Растерянной и печальной вышла девочка от сестры-исповедницы. И хотелось ей разыскать Алим, спросить совета у неуловимой с недавних пор, вечно занятой наставницы - но стало отчего-то страшно и стыдно, будто впрямь в случившемся была Илл'ына вина. А что, если права Карлина? Как тогда в глаза смотреть благочестивой жрице, из милосердия взявшей безродную сироту под свое крылышко?
И Илл'а промолчала. Лишь взялась с вполне искренним усердием за исполнение назначенного исповедницей в надежде, что все, в конце концов, наладится. Утомленная физической работой да постоянным целительским истощением, валилась она к вечеру с ног, и снов своих, если и были те, уже не помнила - только горчинка непонятного сожаления оставалась наутро.
Но подошли к концу тяжелые недели покаяния, послушница вернулась к обычной жизни - и непонятный то ли бог, то ли дьявол не замедлил навестить ее снова.
В этот раз родной Храм снился Илл'е. Неспешно и аккуратно зажигала она свечи под витражными ликами Светлых Богинь в Молитвенном Зале - фитилек за фитильком, каждый из трех сотен - как принято делать в большие праздники. И так спокойно было у девочки на душе, так светло и правильно, что появление синеглазого незнакомца ничуть ее не испугало - только вызвало тень раздражения от того, что в такой момент помешали.

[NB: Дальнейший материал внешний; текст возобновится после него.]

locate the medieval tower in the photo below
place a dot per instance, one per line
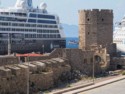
(95, 28)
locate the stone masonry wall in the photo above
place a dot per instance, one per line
(95, 28)
(5, 60)
(42, 75)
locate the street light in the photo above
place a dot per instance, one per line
(28, 73)
(93, 74)
(43, 48)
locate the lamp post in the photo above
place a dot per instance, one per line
(28, 73)
(93, 69)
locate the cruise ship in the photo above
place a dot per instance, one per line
(25, 29)
(119, 36)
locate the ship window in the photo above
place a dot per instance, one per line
(46, 21)
(33, 15)
(46, 16)
(32, 20)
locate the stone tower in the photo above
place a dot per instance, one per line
(95, 28)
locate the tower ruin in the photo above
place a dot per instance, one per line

А мужчина, кажется, растерялся: завертел головой в недоумении, разметав по плечам ровную гладь волос; прошелся завороженным взглядом по мигающим свечным огонькам...
- Интересное ты выбрала местечко! - хмыкнул, наконец, насмешливо. - Что-то не припомню за тобой особого благочестия!
- Отстань! - сердито отмахнулась Илл'а, к своей досаде погасив ненароком ближний ряд свечей. - Сгинь! Ты дьявол - так сказала сестра!..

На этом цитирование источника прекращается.